Oftmals werden die Tasten in immer dergleichen Stärke angeschlagen, wenn Instrumente ausprobiert werden, aber eigentlich geht es doch bei der heutigen Perfektion der Mechaniken auch darum, alle dynamischen Bereiche zu versuchen, vom Pianissimo bis zum Fortissimo. Dann erkennt man erst die genauen und detaillierten Klangbereiche eines Instruments. Und genau diese benötigen wir als Klavierspieler, denn sie werden gerade in der so beliebten klassischen und romantischen Klavierliteratur verzeichnet.
Und dabei erfährt man auch weitaus mehr über das emotionale Erlebnis am Instrument, denn man hört plötzlich Obertöne, die man bei einem „normalen“ Mezzofortespiel nicht wahrnehmen kann.
Und man sollte die Tasten nach dem Anschlagen ruhig auch halten, also einen Akkord anschlagen und ihn komplett ausklingen lassen. Damit hört man das Ausschwingverhalten, kann dem Klang und seiner Entwicklung im Instrument nachhorchen – und da erfährt man dann noch einmal stärker den emotionalen Charakter eines Klangs.
Diese emotionale Erfahrung bei unterschiedlichen Instrumenten wird jedem Klavierneuling erkennen lassen, ob das Instrument klanglich zu einem „spricht“ oder nicht.
Nur auf diese Weise kann man auswählen, welches Instrumente das „richtige“ für jemanden ist. Denn irgendwann will man nicht mehr darüber nachdenken, ob der Klang einen einfängt oder man ihn noch gut findet: Man will ihn täglich im Spiel genießen, ohne darüber nachzudenken.
Wenn dann nach mehreren Jahren der Klang sich aufgrund von eingespielten Hammerfilzen oder anderen Details im Instrument verändert, weiß man dennoch, dass die Anlage des Klangs im Instrument vorhanden ist. Und dann muss man mit dem Klaviertechniker darüber sprechen, ihm erklären, wie der Klang einmal war oder wie er sein soll. Denn ein Klaviertechniker ist in der Lage durch Intonierung den Klang zu verändern, ihn wieder „in Stand zu setzen“, wie man es bei einem Auto nennen würde.
Dennoch gilt beim Ausprobieren eines Instruments: Lassen Sie sich Zeit, lassen sie die Klänge auf sich und am besten einem vertrauten Bekannten, der ein wenig weiter vom Instrument entfernt steht, wirken, lassen Sie die Klänge ausschwingen, lassen sie sie auch einmal ganz kurz erklingen.
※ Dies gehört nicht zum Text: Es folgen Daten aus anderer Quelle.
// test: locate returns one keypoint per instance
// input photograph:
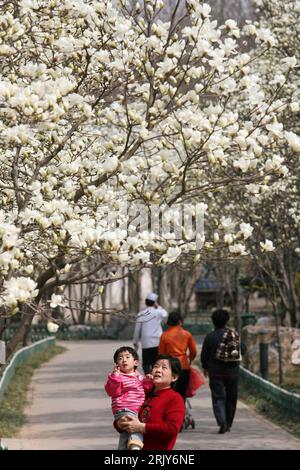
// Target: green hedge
(288, 400)
(19, 357)
(40, 331)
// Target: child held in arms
(127, 387)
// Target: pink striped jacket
(127, 391)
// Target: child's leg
(135, 441)
(123, 441)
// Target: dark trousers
(224, 391)
(182, 382)
(149, 356)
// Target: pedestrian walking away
(220, 358)
(126, 386)
(161, 416)
(178, 342)
(148, 330)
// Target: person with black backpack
(220, 358)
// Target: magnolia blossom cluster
(100, 103)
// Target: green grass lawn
(14, 401)
(267, 408)
(291, 381)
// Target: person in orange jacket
(178, 342)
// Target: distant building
(207, 290)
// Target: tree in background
(100, 106)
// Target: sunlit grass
(14, 401)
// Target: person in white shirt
(148, 330)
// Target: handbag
(196, 380)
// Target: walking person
(220, 358)
(148, 330)
(126, 386)
(178, 342)
(161, 416)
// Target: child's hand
(116, 370)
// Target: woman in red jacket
(162, 414)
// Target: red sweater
(163, 414)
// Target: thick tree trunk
(24, 326)
(134, 289)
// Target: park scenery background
(148, 146)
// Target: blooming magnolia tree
(101, 104)
(274, 212)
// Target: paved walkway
(70, 410)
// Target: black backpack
(229, 349)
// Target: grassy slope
(277, 415)
(14, 400)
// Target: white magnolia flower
(293, 141)
(227, 224)
(267, 246)
(246, 230)
(110, 164)
(243, 164)
(56, 301)
(290, 62)
(171, 255)
(238, 249)
(52, 327)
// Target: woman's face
(162, 374)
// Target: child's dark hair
(220, 317)
(131, 351)
(174, 364)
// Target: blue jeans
(125, 437)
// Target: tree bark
(25, 323)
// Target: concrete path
(70, 410)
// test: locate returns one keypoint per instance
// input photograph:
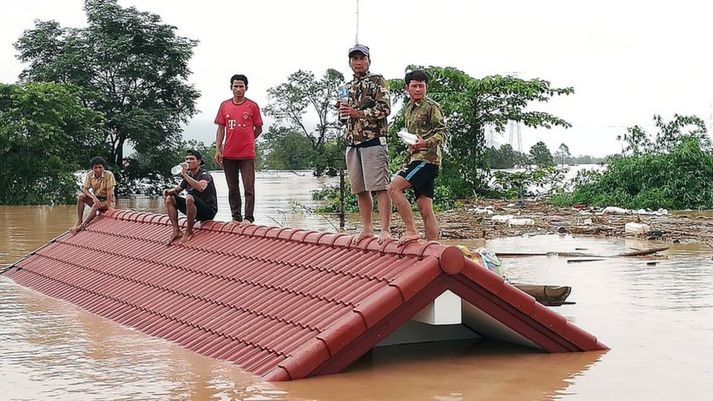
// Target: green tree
(299, 101)
(131, 67)
(470, 104)
(668, 136)
(562, 154)
(46, 135)
(674, 170)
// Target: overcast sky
(627, 60)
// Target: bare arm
(109, 196)
(197, 185)
(219, 136)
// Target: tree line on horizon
(123, 80)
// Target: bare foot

Auf diese Weise können sie das emotionale Verhältnis zum Instrument und seinen klanglichen Möglichkeiten aufbauen. Und eigentlich geht es vor allem darum! Wenn ein Konzertflügel von professionellen Pianisten ausgewählt wird, machen sie es eigentlich kaum anders, nur dass sie andere Werke spielen und mehr Erfahrung mitbringen. Aber letztendlich geht es auch bei ihnen darum, sich emotional dem Klang hinzugeben und sich gegebenenfalls von ihm verzaubern zu lassen.